Now for major releases (like 10.2.3 to 10.3) we will be more thorough and will watch more closely. First we check with CA to see if we can have a short window to run in parallel. There were a couple releases where this was not recommended at all (v8-9).
If we can run in parallel for a short time then:
We follow steps very similar to what you have above, but with a couple changes.
For step 2 (OneClick upgrades), we will upgrade half our OneClicks.
Then we swap step 3 and 4.
We will bring up our upgraded primaries before stopping the secondaries (some of our primaries can take an hour or more to start, we can't afford being blind that long). Once all the primaries are up and look good, we will shut down the secondaries and continue the upgrades.
If we are told not to run in parallel then we segment our environment:
- We stop Spectrum Report Manager OCs. (they will catch back up after the upgrade)
- We update the Location Server parameters on the secondaries and half the OneClicks so that they point to our secondary Main Location Server(MLS) as their primary MLS.
- We update the .hostrc files so that the primaries can not talk to the secondaries and the secondaries can not talk to the primaries (assigning half the OCs to the primaries and half to the secondaries)
- At this point, we should be able to bring down the primaries.
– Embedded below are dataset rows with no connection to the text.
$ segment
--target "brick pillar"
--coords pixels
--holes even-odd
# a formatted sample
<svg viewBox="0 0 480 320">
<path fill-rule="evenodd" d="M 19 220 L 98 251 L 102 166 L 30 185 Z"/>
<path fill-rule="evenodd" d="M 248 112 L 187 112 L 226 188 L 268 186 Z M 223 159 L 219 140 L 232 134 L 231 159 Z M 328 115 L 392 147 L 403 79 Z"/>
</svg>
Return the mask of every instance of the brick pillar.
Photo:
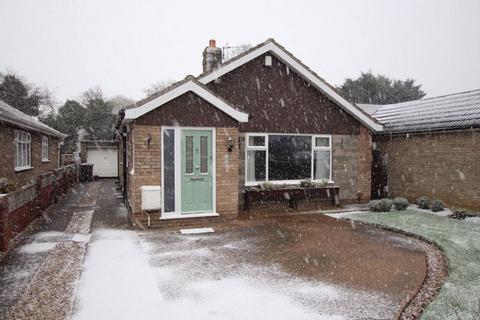
<svg viewBox="0 0 480 320">
<path fill-rule="evenodd" d="M 0 251 L 3 252 L 8 250 L 7 214 L 8 199 L 3 196 L 0 197 Z"/>
</svg>

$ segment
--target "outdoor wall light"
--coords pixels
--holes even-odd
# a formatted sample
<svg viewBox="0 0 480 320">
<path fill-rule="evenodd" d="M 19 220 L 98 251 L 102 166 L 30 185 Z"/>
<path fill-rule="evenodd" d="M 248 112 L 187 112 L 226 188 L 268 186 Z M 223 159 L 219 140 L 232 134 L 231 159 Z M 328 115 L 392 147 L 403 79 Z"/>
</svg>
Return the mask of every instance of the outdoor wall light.
<svg viewBox="0 0 480 320">
<path fill-rule="evenodd" d="M 147 138 L 145 139 L 146 142 L 147 142 L 147 149 L 150 149 L 150 142 L 152 141 L 152 135 L 149 133 L 147 133 Z"/>
<path fill-rule="evenodd" d="M 231 136 L 228 137 L 228 139 L 227 139 L 227 150 L 228 150 L 228 152 L 232 152 L 234 145 L 235 145 L 235 141 L 233 140 L 233 138 Z"/>
</svg>

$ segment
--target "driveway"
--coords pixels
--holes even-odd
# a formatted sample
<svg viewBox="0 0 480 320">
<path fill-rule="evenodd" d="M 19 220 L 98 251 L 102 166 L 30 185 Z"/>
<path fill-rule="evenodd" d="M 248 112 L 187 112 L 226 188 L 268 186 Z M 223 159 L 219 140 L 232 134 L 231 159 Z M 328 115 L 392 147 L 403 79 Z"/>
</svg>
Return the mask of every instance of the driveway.
<svg viewBox="0 0 480 320">
<path fill-rule="evenodd" d="M 416 240 L 325 216 L 135 231 L 114 187 L 79 186 L 2 261 L 6 318 L 392 319 L 425 275 Z"/>
<path fill-rule="evenodd" d="M 392 319 L 425 276 L 416 240 L 323 216 L 95 227 L 73 319 Z"/>
</svg>

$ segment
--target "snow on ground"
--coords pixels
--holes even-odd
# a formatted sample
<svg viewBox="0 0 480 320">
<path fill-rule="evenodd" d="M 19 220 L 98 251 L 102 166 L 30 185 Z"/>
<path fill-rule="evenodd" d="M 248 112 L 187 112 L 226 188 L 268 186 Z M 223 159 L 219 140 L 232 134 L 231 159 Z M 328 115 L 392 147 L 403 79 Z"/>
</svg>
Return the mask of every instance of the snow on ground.
<svg viewBox="0 0 480 320">
<path fill-rule="evenodd" d="M 162 297 L 134 231 L 92 234 L 72 319 L 158 319 Z"/>
<path fill-rule="evenodd" d="M 28 253 L 28 254 L 46 252 L 46 251 L 52 250 L 56 244 L 57 243 L 55 242 L 40 242 L 40 243 L 32 242 L 30 244 L 26 244 L 22 246 L 19 249 L 19 251 L 21 253 Z"/>
<path fill-rule="evenodd" d="M 385 296 L 306 281 L 275 265 L 229 257 L 252 250 L 255 246 L 247 240 L 224 239 L 218 233 L 182 236 L 155 231 L 138 237 L 130 230 L 97 230 L 89 243 L 73 319 L 391 316 L 392 303 Z"/>
</svg>

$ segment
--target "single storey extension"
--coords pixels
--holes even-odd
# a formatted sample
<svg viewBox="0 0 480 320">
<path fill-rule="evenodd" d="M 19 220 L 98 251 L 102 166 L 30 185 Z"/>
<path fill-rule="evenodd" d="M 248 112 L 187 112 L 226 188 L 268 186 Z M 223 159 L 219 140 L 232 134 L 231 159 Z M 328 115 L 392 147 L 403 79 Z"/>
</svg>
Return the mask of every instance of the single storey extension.
<svg viewBox="0 0 480 320">
<path fill-rule="evenodd" d="M 373 136 L 373 197 L 480 209 L 480 90 L 358 106 L 384 125 Z"/>
</svg>

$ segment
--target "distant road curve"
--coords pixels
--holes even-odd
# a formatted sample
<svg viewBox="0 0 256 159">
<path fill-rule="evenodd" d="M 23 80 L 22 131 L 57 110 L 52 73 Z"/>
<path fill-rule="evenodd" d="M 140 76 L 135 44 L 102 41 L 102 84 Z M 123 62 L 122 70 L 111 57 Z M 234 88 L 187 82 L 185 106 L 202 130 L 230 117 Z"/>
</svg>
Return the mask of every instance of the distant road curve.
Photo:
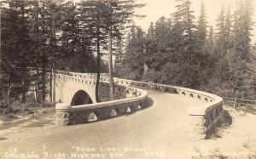
<svg viewBox="0 0 256 159">
<path fill-rule="evenodd" d="M 0 137 L 2 158 L 186 158 L 189 107 L 203 100 L 148 90 L 152 105 L 129 116 Z"/>
</svg>

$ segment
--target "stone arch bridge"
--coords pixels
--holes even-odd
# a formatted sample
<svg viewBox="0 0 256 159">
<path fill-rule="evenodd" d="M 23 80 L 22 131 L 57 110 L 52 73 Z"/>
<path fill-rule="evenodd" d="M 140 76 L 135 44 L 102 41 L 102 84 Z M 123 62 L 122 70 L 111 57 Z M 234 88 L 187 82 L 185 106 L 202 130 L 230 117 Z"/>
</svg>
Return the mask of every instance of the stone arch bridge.
<svg viewBox="0 0 256 159">
<path fill-rule="evenodd" d="M 55 106 L 56 124 L 88 123 L 151 109 L 154 101 L 148 98 L 148 92 L 173 94 L 184 100 L 198 102 L 195 105 L 186 105 L 188 109 L 183 112 L 189 119 L 191 134 L 197 137 L 212 135 L 224 122 L 223 99 L 217 95 L 171 85 L 113 78 L 115 99 L 108 101 L 108 74 L 101 74 L 101 102 L 96 103 L 96 74 L 58 71 L 55 99 L 60 103 Z"/>
</svg>

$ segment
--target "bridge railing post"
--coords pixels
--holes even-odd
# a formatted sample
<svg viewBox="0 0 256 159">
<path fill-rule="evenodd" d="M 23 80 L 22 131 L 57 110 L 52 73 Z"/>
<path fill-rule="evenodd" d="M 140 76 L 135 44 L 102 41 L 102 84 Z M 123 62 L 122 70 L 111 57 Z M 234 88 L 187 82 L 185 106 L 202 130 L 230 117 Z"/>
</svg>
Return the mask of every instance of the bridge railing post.
<svg viewBox="0 0 256 159">
<path fill-rule="evenodd" d="M 67 103 L 56 104 L 56 125 L 67 126 L 70 124 L 70 105 Z"/>
</svg>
So we stop them and verify that the secondaries are running correctly.
- Now we upgrade the primaries and half of the OneClicks that support the primaries.
- Bring up the primaries and verify that we have a complete environment
- Shutdown the secondaries and the OneClicks that support the secondaries
- Upgrade the secondaries and rest of the OneClicks
- Startup the full environment (minus the SRMs, which will be upgraded last).
- Verify that it all works well
- Upgrade the SRMs and bring them up.
Note - most upgrades, point releases and releases where we can have things run in parallel have usually gone very well. Major upgrades where we have to segment the environment usually have catastrophic failures, so we make sure we have CA available to respond quickly.
We made one BIG change for most recent upgrade. For our upgrade from 9-10, we utilized CA's consultants to upgrade our environment. Not only did they do it 4 times faster than we have ever done it before, it was accomplished without any issue. Our customers praised us so much on that upgrade, that I think our management will approve using CA consultants for future major upgrades (many thanks Karen, Don, Rob, Joe and all).
Also, realize that our environment is massive and has a large number of integration points. So major upgrades can be quite complex (55 fully redundant landscapes, >200,000 devices, home built management modules, multiple CA supported integrations and many home built integrations). Less complex environments may not have the same problems with major upgrades that we have.